I suppose one issue is that for every person that says “$20,000 is too much, it 
should be $10,000 and lots more people would do it”, there’s another person 
that will say “$10,000 is too much, it should be $5,000 and lots more people 
would do it”, and so on.

Cheers
Ken

From: Christopher Bodnar [mailto:[email protected]]
Sent: Friday, 15 February 2013 7:45 AM
To: NT System Admin Issues
Subject: Re: OT: MCM certification

Don't want to keep on this thread, it's obvious that most of you are in 
disagreement with me. I'm OK with that. But to your comment:

I think I get who the certification is targeting. My point is that I think 
there is a larger population out there that might be interested in and possibly 
be valid candidates for, this  certification in mid sized shops, but the cost 
is prohibitive. And I understand that there has to be a fee for this. And I 
even agree that MS isn't really making money off this. But just doing some 
basic numbers (I may be way off on these figures so don't crucify me on this). 
If there are 4 sessions a year in any given track (SQL, Messaging, DS, 
etc...)That's 100 people that need to pay for the course.
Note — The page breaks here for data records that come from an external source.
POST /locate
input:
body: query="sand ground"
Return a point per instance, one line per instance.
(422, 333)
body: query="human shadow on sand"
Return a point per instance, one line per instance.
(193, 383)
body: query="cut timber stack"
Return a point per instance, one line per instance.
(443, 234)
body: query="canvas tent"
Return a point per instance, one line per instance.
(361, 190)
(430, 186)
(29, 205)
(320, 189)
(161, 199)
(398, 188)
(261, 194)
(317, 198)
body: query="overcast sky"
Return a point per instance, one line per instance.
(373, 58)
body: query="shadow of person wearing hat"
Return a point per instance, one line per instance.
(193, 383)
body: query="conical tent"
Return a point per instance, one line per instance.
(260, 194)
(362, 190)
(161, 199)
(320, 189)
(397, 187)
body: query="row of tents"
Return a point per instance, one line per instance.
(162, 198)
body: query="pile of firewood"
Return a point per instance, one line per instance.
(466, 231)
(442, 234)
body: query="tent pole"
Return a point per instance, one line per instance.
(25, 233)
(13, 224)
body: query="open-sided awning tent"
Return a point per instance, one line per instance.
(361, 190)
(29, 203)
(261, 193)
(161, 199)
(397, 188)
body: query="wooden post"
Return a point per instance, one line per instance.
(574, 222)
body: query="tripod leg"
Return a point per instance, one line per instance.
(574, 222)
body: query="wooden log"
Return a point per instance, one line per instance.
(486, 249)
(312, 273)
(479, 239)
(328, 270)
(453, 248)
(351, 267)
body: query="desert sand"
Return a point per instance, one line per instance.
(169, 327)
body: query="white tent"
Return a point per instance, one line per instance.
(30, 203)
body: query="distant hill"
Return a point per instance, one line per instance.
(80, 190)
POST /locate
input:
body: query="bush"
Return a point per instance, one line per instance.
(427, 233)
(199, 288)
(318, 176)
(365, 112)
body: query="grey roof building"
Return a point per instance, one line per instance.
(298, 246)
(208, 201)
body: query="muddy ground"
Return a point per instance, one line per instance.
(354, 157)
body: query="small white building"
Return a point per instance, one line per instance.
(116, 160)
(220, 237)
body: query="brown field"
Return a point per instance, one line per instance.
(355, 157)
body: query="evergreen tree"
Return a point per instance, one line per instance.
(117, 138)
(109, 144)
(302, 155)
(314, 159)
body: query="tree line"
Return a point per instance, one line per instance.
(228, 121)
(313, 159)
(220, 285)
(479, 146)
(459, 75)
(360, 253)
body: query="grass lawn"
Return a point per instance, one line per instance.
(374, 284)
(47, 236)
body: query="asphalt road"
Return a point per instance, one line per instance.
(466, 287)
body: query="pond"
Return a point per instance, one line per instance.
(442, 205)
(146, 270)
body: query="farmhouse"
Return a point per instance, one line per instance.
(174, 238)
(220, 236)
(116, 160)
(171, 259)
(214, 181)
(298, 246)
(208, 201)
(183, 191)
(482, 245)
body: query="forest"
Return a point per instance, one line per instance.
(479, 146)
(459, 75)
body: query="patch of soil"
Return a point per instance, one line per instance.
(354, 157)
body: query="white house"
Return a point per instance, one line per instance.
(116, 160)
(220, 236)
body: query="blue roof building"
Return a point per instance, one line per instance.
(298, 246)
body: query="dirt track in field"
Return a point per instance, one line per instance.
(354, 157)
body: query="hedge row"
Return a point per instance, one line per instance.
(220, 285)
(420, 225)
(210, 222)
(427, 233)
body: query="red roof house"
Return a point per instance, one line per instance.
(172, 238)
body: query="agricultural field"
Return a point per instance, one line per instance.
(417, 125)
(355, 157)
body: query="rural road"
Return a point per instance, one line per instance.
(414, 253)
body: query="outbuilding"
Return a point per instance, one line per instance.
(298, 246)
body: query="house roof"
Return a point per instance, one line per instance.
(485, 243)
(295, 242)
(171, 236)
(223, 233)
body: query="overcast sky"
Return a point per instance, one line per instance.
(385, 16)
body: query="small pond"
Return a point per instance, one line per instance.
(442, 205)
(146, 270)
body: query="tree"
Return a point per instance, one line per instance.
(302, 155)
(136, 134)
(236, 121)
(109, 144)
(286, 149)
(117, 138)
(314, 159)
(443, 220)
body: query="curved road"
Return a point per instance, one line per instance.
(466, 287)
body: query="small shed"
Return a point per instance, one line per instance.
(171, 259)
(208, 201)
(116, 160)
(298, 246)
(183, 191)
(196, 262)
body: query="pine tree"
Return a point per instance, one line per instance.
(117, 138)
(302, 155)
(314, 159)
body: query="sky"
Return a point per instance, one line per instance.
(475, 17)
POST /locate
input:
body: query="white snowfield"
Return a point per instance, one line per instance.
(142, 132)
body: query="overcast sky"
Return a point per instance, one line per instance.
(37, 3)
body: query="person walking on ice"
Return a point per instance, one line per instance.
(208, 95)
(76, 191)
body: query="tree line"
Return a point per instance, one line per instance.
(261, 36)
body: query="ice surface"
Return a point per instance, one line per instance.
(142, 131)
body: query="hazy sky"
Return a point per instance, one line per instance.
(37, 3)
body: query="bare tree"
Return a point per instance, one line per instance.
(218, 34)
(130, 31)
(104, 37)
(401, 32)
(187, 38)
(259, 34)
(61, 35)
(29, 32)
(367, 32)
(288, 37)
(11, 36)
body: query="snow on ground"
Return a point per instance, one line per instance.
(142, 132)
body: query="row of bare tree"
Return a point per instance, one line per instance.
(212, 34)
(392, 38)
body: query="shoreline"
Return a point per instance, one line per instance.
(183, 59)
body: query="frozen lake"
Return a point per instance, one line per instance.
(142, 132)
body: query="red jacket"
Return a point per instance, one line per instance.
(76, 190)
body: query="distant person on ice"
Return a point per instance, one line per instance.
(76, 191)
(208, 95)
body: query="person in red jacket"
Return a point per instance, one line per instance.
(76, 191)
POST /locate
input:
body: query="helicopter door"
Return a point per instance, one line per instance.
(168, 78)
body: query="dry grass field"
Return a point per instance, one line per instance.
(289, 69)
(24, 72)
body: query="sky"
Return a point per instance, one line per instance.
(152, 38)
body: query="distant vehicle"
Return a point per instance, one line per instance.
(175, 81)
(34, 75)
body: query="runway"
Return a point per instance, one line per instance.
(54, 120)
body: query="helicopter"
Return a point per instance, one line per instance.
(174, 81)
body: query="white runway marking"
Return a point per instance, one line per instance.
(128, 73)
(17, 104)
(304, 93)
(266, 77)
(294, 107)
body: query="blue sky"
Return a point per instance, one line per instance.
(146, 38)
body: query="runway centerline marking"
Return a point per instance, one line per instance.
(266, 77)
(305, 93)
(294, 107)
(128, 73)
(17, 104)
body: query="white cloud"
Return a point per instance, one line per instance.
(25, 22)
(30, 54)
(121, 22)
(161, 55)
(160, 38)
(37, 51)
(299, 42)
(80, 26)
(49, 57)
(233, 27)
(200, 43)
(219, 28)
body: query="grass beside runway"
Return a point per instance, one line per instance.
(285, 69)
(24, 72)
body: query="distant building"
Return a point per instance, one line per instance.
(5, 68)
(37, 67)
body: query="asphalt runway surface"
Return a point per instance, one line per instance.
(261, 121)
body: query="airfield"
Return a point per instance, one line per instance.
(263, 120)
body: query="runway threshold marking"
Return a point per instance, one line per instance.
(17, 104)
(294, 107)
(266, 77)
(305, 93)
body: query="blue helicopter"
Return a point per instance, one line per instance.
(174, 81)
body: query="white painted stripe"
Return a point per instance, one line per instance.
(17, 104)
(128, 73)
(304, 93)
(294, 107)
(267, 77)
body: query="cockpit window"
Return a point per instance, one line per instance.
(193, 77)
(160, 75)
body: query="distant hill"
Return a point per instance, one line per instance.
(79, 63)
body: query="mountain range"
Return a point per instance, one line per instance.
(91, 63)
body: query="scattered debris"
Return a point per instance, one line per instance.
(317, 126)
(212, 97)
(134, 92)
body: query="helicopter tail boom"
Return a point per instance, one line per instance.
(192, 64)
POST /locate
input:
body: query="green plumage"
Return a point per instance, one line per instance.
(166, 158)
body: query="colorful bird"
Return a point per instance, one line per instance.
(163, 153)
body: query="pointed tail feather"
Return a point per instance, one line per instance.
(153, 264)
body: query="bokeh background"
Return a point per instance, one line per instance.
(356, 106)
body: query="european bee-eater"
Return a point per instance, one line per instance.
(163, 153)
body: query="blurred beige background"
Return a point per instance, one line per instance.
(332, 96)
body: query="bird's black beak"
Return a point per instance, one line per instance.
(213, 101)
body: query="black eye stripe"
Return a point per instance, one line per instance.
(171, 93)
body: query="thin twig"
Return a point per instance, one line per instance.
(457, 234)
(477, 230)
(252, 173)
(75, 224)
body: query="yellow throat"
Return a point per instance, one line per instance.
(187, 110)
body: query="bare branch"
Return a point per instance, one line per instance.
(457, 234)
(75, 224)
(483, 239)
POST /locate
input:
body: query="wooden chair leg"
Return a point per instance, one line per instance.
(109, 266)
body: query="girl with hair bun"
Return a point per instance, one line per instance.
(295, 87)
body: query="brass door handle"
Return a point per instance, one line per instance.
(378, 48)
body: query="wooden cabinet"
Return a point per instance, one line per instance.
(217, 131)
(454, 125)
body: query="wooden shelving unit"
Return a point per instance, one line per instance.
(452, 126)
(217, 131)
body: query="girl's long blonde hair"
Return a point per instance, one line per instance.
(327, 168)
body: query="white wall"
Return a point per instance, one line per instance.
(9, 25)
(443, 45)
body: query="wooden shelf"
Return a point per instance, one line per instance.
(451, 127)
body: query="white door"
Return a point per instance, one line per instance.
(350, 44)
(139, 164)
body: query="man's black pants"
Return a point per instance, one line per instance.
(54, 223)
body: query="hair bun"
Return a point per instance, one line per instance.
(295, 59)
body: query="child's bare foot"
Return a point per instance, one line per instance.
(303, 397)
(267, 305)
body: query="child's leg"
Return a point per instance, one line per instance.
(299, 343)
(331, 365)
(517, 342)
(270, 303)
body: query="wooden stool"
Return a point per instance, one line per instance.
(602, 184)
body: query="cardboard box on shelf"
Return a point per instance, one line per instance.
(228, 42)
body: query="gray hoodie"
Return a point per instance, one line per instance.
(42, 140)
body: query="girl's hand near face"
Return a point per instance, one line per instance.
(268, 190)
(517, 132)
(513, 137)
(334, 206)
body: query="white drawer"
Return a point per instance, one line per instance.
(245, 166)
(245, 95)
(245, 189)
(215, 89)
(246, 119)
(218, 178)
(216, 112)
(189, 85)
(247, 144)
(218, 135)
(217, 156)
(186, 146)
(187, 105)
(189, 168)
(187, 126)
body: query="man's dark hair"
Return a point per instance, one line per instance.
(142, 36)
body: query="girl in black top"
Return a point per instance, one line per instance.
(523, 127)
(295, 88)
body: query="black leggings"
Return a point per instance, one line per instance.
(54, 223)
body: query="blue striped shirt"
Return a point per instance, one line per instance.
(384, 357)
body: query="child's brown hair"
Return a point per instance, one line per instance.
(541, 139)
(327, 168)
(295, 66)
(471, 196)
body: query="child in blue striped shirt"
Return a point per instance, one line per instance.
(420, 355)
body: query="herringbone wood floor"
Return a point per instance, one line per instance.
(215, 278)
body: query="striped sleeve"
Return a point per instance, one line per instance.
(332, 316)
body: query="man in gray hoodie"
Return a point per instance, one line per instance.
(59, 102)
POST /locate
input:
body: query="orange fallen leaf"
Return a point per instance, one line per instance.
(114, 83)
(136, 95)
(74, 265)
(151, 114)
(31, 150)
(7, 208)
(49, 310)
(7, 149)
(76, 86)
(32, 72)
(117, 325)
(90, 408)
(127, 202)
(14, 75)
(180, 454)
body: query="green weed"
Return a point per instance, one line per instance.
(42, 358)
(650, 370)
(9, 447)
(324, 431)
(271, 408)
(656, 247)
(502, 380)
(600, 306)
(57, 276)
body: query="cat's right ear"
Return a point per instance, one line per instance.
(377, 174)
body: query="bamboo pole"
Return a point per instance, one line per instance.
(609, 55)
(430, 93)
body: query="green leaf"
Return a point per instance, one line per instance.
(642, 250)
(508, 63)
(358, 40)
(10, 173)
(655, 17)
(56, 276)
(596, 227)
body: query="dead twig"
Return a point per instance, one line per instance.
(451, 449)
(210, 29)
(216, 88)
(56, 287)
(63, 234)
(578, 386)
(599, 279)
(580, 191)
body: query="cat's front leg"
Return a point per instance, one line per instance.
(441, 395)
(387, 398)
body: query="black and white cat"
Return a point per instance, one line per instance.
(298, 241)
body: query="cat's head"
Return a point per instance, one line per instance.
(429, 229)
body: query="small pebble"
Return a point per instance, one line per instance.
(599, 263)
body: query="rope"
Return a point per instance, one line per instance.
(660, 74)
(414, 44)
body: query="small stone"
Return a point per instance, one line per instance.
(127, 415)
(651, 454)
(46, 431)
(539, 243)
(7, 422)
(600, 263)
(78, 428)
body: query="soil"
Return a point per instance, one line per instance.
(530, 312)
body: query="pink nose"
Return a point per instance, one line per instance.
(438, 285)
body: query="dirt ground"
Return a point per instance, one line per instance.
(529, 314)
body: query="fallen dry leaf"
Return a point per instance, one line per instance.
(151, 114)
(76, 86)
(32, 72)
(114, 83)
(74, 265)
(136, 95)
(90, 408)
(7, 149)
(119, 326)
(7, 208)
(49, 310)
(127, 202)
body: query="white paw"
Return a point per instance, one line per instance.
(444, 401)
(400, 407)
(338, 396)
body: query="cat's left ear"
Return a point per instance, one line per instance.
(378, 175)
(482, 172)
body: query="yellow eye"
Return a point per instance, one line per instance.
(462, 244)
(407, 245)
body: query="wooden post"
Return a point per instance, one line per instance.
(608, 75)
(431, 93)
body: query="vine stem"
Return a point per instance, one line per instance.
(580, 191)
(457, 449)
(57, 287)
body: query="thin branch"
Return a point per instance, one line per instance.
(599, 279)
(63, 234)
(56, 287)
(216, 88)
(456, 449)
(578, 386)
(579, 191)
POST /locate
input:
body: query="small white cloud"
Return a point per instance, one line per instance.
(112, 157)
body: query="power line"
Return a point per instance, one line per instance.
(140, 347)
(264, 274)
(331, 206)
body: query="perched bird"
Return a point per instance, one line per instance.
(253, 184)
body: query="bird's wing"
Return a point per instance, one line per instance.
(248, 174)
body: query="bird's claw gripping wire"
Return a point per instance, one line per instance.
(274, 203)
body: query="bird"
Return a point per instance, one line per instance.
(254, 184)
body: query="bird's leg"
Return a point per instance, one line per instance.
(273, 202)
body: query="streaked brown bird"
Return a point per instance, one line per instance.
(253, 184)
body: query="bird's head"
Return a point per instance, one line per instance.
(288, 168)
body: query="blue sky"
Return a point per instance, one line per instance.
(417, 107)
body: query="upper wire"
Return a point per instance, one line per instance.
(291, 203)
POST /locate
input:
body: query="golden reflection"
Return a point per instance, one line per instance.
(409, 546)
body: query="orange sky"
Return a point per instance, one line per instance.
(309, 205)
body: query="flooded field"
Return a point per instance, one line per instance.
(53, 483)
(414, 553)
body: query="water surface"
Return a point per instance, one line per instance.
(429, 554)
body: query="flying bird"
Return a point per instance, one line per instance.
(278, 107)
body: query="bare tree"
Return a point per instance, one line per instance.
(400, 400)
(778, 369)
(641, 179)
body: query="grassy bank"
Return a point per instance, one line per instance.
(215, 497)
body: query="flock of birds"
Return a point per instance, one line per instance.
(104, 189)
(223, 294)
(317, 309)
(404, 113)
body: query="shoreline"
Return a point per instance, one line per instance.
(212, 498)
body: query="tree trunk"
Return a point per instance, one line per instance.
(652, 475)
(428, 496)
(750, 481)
Thats' $1.4milliion. 
Even say they cut this in half, they would only be reducing their revenue by 
$750K per track. In terms of MS, that is peanuts. This is not a revenue stream 
for MS, they are just trying to recoup some of the costs. But this would open 
it up to a much larger pool of potential candidates.
Christopher Bodnar
Enterprise Architect I, Corporate Office of Technology:Enterprise Architecture 
and Engineering Services

Tel 610-807-6459
3900 Burgess Place, Bethlehem, PA 18017
[email protected]<mailto:>

[cid:[email protected]]

The Guardian Life Insurance Company of America

www.guardianlife.com<http://www.guardianlife.com/>







From:        "Andrew S. Baker" <[email protected]<mailto:[email protected]>>
To:        "NT System Admin Issues" 
<[email protected]<mailto:[email protected]>>
Date:        02/14/2013 02:59 PM
Subject:        Re: OT: MCM certification
________________________________



Chris, if you look at who that certification is targeting, the ROI is very, 
very straightforward.

Lowering the price wouldn't lower the barrier that much, and the cost of the 
overall process must come from somewhere.




ASB
http://XeeMe.com/AndrewBaker<http://xeeme.com/AndrewBaker>
Providing Virtual CIO Services (IT Operations & Information Security) for the 
SMB market…





On Wed, Feb 13, 2013 at 10:20 AM, Christopher Bodnar 
<[email protected]<mailto:[email protected]>> wrote:
Was reading this yesterday:

http://blogs.metcorpconsulting.com/tech/?p=1101

And got to thinking about this again. It still bothers me that the road to this 
certification is artificially blocked by monetary constraints. I think the 
certification is difficult enough without adding that as a factor to reduce the 
overall numbers just to increase the "value" of this certification. Maybe I'm 
in the minority, but I know I wont' even consider this certification, just 
based on the cost. Not that I think I would pass, or that I even think I'm 
ready for something like this. I don't work for MS and I'm not a consultant. 
Which from what I've seen are the 2 primary groups of people seeking this 
certification. My employer would never consider this strictly based on cost and 
ROI.

Anyone else of the same opinion? Or am I way off base here?